Credit: Olena Bogadereva/Alamy

The presence of an actomyosin belt at the adherens junctions (also known as zonula adherens (ZA)) in epithelia is crucial for apical contractility, and this in turn sustains epithelial homeostasis. Formation of the contractile ZA depends on RhoA signalling, but exactly how a stable ZA is maintained has been elusive. Now, Priya et al. identify a molecular feedback mechanism that acts through non-muscle myosin II (NMII) to stabilize active RhoA at the ZA. This mechanism has bistable properties, which can confer robustness on the system.

The authors first dissected the molecular pathway involved in the maintenance of apical contractility at the epithelial ZA. This contractility is known to be regulated by RhoA, which acts via Rho-associated protein kinase I (ROCKI) to drive NMII phosphorylation and its junctional localization.
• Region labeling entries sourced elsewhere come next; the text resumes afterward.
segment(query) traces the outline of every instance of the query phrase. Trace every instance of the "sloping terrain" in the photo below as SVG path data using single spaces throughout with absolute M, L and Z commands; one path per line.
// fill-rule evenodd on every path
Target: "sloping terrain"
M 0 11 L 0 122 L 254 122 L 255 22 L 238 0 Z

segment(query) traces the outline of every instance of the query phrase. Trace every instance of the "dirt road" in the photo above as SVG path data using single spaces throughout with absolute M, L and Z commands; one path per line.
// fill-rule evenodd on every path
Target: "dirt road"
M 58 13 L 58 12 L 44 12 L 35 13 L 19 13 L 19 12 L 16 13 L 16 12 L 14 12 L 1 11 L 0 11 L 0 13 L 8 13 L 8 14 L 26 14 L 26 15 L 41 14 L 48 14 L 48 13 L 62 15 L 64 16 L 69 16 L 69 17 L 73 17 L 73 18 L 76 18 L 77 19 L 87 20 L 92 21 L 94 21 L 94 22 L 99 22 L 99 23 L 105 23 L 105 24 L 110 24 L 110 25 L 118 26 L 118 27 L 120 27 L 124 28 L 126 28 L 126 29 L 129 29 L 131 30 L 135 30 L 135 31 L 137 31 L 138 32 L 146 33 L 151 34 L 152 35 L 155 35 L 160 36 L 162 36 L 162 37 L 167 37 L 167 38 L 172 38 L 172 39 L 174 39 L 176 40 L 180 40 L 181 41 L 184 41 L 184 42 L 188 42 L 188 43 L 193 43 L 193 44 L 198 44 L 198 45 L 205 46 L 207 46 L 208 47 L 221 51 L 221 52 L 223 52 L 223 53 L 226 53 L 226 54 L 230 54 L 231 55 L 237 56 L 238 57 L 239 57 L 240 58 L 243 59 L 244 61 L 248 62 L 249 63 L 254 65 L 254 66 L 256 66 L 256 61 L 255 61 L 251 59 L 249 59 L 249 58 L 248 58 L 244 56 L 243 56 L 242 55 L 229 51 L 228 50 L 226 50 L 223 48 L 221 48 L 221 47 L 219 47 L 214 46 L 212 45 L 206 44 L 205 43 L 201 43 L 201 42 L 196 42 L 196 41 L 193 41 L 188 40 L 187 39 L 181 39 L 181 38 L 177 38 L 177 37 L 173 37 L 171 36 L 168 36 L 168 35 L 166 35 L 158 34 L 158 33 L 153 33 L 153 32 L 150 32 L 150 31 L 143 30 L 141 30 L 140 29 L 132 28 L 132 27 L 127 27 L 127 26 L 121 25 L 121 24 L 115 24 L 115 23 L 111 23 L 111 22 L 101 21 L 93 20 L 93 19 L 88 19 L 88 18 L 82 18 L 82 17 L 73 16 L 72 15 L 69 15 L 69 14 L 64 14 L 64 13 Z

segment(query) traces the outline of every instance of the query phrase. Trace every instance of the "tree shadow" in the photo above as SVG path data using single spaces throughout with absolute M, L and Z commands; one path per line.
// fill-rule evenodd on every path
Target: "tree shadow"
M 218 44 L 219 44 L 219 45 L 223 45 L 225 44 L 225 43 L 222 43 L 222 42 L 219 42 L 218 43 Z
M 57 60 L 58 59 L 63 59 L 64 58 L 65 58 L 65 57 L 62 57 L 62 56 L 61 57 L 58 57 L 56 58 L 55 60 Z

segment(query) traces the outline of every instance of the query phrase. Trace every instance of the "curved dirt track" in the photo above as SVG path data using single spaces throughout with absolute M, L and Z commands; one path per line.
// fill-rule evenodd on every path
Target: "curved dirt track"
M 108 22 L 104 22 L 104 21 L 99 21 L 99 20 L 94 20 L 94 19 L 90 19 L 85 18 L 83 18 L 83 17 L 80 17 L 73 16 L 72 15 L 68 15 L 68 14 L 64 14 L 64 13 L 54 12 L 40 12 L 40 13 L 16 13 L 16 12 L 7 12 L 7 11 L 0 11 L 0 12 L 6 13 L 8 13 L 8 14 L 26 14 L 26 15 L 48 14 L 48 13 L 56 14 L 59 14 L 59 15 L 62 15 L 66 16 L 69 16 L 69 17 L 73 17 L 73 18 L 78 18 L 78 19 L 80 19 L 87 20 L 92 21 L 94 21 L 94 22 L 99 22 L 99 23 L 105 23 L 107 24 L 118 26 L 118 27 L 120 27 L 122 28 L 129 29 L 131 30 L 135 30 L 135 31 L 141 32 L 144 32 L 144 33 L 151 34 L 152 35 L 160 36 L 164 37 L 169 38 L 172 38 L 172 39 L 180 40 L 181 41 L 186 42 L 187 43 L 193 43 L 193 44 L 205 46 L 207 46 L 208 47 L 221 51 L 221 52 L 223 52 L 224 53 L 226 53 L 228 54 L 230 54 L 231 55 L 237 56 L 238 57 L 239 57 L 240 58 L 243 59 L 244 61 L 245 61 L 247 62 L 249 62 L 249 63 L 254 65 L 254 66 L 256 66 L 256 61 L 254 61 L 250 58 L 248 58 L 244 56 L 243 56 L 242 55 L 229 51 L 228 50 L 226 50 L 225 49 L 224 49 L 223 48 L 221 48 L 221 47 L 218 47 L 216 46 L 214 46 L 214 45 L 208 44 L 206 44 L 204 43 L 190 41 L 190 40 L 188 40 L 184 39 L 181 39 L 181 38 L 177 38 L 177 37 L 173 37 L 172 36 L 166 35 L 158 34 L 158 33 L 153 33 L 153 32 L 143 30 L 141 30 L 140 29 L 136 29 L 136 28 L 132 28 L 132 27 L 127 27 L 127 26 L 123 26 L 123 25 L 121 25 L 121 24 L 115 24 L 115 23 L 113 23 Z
The authors found that active RhoA is stably localized at the ZA and that such stable localization depends on NMII, which acts as a scaffold to recruit ROCKI. ROCKI was shown to phosphorylate the Rnd3 protein, and this phosphorylation restricted Rnd3 and, consequently, the Rnd3-interacting protein p190B, from localizing to the ZA. As p190B is a Rho GTPase activation protein that inhibits RhoA, its exclusion from the ZA prevented RhoA inactivation in this zone. Thus, active RhoA maintains actomyosin contractility at the ZA via ROCKI-mediated phosphorylation of NMII and, at the same time, NMII feeds back to maintain RhoA activity at the ZA, also via ROCKI (which excludes RhoA inhibiting factor from the ZA). Collectively, these results show that two intricate feedback loops, intersecting at ROCKI, operate at the epithelial ZA and maintain apical epithelial contractility.
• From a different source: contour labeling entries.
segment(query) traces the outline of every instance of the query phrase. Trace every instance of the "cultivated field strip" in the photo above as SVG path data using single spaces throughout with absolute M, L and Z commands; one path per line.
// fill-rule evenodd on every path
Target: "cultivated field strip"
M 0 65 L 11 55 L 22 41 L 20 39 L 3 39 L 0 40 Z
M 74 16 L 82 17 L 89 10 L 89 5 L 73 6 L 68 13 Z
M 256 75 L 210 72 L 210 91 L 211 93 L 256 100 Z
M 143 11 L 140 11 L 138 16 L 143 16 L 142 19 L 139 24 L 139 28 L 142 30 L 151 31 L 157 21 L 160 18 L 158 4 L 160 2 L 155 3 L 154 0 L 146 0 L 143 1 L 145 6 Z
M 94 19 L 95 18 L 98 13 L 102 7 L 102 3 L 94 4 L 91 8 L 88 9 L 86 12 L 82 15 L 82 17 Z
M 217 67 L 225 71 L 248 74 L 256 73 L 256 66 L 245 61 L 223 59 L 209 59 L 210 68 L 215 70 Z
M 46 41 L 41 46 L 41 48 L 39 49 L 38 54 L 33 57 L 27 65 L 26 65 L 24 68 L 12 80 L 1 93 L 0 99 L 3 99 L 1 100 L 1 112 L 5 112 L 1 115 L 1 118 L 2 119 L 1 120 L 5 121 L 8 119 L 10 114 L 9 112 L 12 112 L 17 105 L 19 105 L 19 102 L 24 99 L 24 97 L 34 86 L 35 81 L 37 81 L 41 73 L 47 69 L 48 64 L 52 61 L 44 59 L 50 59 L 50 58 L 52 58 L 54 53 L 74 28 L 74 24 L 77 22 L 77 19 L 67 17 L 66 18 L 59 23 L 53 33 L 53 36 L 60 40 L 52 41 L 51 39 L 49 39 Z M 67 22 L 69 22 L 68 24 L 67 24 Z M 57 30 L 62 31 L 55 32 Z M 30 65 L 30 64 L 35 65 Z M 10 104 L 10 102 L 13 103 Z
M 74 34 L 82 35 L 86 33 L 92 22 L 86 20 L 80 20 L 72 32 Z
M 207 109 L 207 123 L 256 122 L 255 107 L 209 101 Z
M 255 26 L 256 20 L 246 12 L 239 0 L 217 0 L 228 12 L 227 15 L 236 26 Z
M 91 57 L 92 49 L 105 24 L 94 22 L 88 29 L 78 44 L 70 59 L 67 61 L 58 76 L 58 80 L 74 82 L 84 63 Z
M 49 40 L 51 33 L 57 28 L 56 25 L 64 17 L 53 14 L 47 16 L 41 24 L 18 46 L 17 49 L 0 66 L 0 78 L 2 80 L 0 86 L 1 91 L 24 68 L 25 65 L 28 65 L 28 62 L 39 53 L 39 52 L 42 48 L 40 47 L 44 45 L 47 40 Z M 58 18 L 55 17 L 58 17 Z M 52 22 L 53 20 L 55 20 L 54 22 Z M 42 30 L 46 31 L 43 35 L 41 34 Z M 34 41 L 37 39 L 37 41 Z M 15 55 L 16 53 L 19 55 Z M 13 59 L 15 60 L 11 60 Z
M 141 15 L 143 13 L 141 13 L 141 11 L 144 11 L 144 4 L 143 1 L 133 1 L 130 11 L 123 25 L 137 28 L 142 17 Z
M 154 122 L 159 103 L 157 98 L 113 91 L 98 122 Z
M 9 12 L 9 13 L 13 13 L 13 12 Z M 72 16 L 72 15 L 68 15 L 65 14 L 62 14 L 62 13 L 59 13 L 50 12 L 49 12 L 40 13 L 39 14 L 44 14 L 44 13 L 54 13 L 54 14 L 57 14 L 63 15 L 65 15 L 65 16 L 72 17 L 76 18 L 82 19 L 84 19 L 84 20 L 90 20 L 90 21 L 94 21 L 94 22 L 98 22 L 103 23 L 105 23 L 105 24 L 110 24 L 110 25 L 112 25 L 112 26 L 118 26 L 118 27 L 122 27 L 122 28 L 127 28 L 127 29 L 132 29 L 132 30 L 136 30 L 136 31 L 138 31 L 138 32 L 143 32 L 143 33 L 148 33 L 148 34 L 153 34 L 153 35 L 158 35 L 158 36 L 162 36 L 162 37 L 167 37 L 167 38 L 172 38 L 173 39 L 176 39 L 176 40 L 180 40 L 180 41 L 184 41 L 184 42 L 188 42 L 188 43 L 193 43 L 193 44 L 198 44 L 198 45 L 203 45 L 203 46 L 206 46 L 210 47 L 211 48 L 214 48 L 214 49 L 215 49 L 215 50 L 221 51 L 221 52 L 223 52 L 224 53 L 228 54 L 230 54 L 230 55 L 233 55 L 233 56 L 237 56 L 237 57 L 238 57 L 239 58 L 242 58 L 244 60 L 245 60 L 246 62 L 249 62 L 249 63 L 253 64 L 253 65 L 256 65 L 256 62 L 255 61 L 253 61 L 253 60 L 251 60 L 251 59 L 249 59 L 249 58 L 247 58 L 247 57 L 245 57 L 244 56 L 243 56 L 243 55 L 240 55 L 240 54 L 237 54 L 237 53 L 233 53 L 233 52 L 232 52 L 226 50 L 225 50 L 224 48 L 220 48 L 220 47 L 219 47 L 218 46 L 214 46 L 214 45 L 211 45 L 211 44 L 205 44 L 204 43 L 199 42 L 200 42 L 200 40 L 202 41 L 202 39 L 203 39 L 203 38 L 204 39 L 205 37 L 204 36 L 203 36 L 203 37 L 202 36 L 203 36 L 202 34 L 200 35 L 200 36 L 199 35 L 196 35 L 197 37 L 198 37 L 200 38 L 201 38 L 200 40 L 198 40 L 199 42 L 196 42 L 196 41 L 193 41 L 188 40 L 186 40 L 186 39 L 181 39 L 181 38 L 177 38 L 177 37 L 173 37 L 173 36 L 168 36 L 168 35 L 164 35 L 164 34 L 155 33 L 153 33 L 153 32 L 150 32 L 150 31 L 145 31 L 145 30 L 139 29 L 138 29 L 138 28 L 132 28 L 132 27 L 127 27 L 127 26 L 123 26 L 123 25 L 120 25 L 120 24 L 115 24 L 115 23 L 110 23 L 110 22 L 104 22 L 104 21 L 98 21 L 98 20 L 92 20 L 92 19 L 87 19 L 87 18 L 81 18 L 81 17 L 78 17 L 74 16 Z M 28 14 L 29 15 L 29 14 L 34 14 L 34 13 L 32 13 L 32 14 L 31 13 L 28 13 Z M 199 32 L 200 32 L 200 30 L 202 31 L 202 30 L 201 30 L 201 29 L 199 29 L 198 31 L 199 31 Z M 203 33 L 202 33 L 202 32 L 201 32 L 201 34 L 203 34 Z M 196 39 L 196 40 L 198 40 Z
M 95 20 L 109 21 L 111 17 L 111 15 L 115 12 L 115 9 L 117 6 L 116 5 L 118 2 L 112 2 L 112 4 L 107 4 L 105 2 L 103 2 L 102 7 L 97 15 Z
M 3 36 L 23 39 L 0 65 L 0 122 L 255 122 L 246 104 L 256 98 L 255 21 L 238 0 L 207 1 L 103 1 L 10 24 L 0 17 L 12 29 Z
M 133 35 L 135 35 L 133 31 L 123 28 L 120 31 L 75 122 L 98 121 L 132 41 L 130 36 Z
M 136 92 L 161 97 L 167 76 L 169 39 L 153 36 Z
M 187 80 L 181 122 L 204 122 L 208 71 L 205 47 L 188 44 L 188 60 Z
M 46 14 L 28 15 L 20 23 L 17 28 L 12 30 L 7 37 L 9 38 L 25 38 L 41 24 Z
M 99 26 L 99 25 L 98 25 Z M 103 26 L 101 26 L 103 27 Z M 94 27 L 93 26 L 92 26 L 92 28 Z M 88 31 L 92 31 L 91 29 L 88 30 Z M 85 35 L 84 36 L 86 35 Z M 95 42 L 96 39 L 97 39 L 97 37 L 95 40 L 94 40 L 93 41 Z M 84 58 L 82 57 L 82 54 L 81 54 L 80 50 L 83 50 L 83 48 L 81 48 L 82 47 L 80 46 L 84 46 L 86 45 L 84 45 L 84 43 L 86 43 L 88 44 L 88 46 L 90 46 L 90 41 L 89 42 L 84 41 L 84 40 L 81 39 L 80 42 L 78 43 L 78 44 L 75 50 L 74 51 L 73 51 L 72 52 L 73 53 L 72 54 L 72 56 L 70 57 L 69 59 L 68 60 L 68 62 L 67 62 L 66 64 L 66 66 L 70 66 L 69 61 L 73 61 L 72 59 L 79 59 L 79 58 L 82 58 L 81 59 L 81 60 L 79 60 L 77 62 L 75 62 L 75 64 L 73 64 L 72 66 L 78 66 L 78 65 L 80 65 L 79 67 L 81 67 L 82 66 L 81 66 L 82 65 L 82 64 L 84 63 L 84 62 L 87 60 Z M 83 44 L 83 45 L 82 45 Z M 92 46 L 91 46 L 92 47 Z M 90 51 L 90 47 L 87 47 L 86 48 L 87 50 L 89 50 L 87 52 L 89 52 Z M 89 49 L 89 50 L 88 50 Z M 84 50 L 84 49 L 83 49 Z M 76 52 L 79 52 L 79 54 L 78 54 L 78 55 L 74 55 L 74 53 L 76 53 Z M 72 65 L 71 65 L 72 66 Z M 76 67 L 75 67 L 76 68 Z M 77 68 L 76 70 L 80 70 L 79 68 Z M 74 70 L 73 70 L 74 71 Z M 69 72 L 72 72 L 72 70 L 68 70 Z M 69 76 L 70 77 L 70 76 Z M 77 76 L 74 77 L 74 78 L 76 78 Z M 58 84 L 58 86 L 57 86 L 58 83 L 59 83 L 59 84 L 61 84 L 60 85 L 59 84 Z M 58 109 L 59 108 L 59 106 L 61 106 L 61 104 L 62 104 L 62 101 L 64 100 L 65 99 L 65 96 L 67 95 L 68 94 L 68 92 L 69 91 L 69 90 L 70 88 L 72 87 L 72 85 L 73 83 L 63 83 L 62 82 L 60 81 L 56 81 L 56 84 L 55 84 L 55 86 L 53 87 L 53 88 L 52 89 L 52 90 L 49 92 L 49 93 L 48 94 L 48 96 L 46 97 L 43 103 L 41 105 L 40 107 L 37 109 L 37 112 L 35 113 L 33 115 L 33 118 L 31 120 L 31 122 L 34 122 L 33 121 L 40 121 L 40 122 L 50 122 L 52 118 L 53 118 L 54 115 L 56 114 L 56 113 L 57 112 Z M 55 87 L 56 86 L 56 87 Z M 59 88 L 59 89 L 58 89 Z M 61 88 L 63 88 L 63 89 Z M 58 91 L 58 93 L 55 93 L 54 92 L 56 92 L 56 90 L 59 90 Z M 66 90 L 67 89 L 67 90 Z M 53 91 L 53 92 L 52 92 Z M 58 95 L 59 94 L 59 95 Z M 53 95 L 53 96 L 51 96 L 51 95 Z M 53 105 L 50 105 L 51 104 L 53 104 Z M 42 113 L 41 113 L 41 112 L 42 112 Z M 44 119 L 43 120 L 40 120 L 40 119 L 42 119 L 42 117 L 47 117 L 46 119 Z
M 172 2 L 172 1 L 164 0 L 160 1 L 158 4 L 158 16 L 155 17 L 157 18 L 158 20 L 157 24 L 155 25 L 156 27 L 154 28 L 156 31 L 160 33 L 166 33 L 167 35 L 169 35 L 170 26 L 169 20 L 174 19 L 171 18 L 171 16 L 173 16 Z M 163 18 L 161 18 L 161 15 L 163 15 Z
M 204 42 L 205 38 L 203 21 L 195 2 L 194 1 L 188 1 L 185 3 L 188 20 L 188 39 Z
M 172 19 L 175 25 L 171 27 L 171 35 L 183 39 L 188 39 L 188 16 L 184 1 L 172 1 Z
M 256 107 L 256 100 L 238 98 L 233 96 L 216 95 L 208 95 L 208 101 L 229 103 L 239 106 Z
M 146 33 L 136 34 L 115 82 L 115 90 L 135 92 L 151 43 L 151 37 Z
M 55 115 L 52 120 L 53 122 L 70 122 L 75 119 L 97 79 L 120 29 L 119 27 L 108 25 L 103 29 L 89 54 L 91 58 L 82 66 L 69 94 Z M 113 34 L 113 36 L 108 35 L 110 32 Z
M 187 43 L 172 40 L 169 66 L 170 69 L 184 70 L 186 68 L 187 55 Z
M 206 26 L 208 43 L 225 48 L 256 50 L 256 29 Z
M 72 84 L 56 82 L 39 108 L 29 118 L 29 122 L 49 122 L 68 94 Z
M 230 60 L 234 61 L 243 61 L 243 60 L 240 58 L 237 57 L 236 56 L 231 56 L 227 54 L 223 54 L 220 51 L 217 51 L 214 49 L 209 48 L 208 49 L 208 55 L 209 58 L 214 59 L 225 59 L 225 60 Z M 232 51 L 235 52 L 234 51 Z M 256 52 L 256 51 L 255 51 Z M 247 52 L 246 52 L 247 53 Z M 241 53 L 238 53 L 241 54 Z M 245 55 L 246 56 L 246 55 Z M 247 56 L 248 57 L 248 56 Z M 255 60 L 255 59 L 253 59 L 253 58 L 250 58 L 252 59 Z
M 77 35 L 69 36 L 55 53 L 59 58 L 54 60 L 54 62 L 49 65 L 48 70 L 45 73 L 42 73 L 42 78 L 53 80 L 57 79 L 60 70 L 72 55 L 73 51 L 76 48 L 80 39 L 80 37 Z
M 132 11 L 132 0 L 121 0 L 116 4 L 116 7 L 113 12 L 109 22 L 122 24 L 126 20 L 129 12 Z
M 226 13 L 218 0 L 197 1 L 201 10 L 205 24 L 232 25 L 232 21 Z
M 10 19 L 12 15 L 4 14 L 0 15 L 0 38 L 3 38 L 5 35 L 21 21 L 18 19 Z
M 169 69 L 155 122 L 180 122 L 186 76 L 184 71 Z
To gain further insights into how this pathway operates, the authors developed a numerical model. When applying this model to a system in which all components were assumed to be present at the ZA at equal levels, the feedback between NMII and ROCKI was shown to actively drive local enrichment of RhoA. However, a system devoid of this feedback could not achieve accumulation of RhoA, thus confirming the importance of NMII–ROCKI interaction in the functionality of this network. Moreover, this modelling approach revealed that when the affinity between NMII and ROCKI was set to intermediate values, the system could achieve two different states: one with high and one with low RhoA concentrations. This suggests that the NMII–ROCKI feedback loop can generate bistability within the system. When analysed in cell culture, such bistability could indeed be detected and manifested itself by the presence of cells with either high or low RhoA at the ZA within a cell population.
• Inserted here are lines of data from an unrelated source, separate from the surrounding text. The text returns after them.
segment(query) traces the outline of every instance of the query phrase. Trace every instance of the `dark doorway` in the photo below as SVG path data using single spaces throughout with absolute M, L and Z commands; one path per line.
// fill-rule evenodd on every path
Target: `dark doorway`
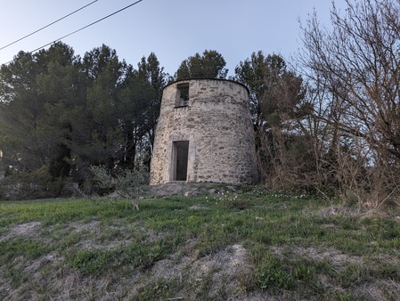
M 189 154 L 189 142 L 176 141 L 173 142 L 173 179 L 174 181 L 186 181 L 187 159 Z

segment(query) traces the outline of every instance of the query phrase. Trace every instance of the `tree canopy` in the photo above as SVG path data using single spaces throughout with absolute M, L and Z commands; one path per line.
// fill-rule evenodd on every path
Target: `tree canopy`
M 183 61 L 175 77 L 176 80 L 185 78 L 226 78 L 228 69 L 225 60 L 215 50 L 205 50 Z

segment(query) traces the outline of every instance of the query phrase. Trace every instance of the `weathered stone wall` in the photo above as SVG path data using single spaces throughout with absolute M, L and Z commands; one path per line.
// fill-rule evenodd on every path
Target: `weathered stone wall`
M 179 86 L 189 85 L 189 101 Z M 187 182 L 254 183 L 257 167 L 249 92 L 236 82 L 191 79 L 163 91 L 151 184 L 174 181 L 174 142 L 189 141 Z M 187 104 L 187 106 L 186 106 Z

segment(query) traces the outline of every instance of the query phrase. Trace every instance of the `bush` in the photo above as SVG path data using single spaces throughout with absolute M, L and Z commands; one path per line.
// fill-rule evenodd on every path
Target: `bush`
M 149 183 L 149 173 L 144 169 L 125 169 L 112 176 L 102 166 L 92 166 L 94 188 L 97 191 L 114 192 L 118 198 L 132 201 L 135 210 L 139 210 L 140 193 Z

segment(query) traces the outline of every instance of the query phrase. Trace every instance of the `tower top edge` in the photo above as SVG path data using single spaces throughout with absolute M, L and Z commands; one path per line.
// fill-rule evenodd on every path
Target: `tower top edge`
M 215 80 L 215 81 L 219 81 L 219 82 L 228 82 L 228 83 L 233 83 L 235 85 L 241 85 L 242 87 L 244 87 L 246 89 L 246 91 L 248 93 L 249 93 L 249 88 L 246 86 L 246 85 L 241 84 L 236 80 L 233 80 L 233 79 L 224 79 L 224 78 L 212 78 L 212 77 L 192 77 L 192 78 L 184 78 L 184 79 L 179 79 L 179 80 L 176 80 L 173 81 L 169 84 L 167 84 L 166 85 L 164 85 L 163 90 L 166 89 L 167 87 L 168 87 L 171 85 L 175 85 L 175 84 L 179 84 L 179 83 L 189 83 L 189 82 L 194 82 L 194 81 L 203 81 L 203 80 Z

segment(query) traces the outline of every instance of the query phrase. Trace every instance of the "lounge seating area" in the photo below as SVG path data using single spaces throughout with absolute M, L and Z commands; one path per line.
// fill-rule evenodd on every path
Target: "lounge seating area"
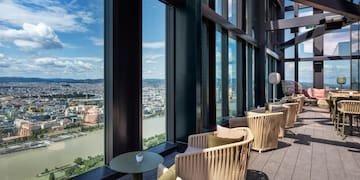
M 359 2 L 156 2 L 166 15 L 158 19 L 165 20 L 163 29 L 143 22 L 156 13 L 142 16 L 140 2 L 114 19 L 114 29 L 123 33 L 119 39 L 134 43 L 114 41 L 114 61 L 107 64 L 121 71 L 115 81 L 107 79 L 114 85 L 111 92 L 120 95 L 108 96 L 114 108 L 109 127 L 114 133 L 108 137 L 118 144 L 110 143 L 106 161 L 129 151 L 164 159 L 151 172 L 112 170 L 159 180 L 360 177 L 360 113 L 347 108 L 357 105 L 341 92 L 360 91 L 360 51 L 352 44 L 360 44 L 360 14 L 354 11 Z M 120 28 L 123 19 L 133 29 Z M 152 36 L 163 31 L 162 38 Z M 164 71 L 158 73 L 160 67 Z M 146 83 L 139 80 L 158 77 L 152 94 L 143 93 Z M 141 104 L 144 100 L 151 103 Z M 144 126 L 143 110 L 163 123 Z M 144 130 L 160 124 L 162 136 L 144 137 Z
M 243 121 L 244 119 L 246 118 L 235 119 L 234 121 L 230 121 L 230 123 L 235 126 L 246 125 Z M 298 115 L 298 121 L 295 122 L 294 127 L 287 128 L 285 132 L 285 136 L 278 139 L 275 150 L 268 150 L 261 153 L 254 150 L 250 152 L 249 160 L 245 163 L 247 166 L 247 172 L 245 173 L 247 176 L 246 179 L 335 180 L 357 179 L 360 176 L 360 131 L 356 129 L 354 135 L 347 137 L 344 141 L 343 138 L 334 131 L 328 110 L 314 106 L 305 106 L 304 112 Z M 189 137 L 189 145 L 191 144 L 191 146 L 201 148 L 206 147 L 206 138 L 204 138 L 206 136 L 204 135 L 206 134 Z M 203 138 L 199 139 L 198 137 Z M 192 140 L 190 141 L 190 139 Z M 216 149 L 218 148 L 222 147 L 218 146 Z M 209 149 L 210 151 L 208 149 L 203 149 L 198 153 L 210 152 L 211 148 Z M 242 153 L 243 152 L 244 151 L 242 151 Z M 193 153 L 190 156 L 195 154 L 196 153 Z M 170 167 L 173 164 L 178 165 L 179 160 L 176 159 L 186 156 L 186 153 L 172 153 L 165 157 L 167 160 L 164 162 L 165 165 L 163 167 Z M 190 162 L 194 159 L 189 158 L 188 160 Z M 195 167 L 194 163 L 196 162 L 191 162 L 192 163 L 187 164 L 188 169 L 186 174 L 192 174 L 198 171 L 200 173 L 199 169 L 195 172 L 192 171 L 192 167 Z M 182 170 L 179 171 L 183 172 Z M 243 173 L 243 171 L 241 172 Z M 195 173 L 195 175 L 197 174 L 198 173 Z M 158 172 L 154 170 L 145 173 L 144 178 L 150 180 L 154 179 L 157 175 Z M 131 179 L 131 176 L 128 175 L 120 178 L 120 180 L 128 179 Z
NMII acts as an anchor to generate a stable zone of RhoA activity

Altogether, Priya et al. uncover a feedback network that operates at the epithelial ZA to maintain a stable apical actomyosin belt, which is necessary for apical contractility and proper epithelial functioning. In this system, NMII acts as an anchor to generate a stable zone of RhoA activity that in turn sustains the stability of the actomyosin belt. Notably, the bistability of this network could provide a robust mechanism, buffering against biological noise. It will be important to understand how the robustness of this network is set up in the complex cellular environment and how it is affected in different pathological conditions that compromise cell–cell interactions.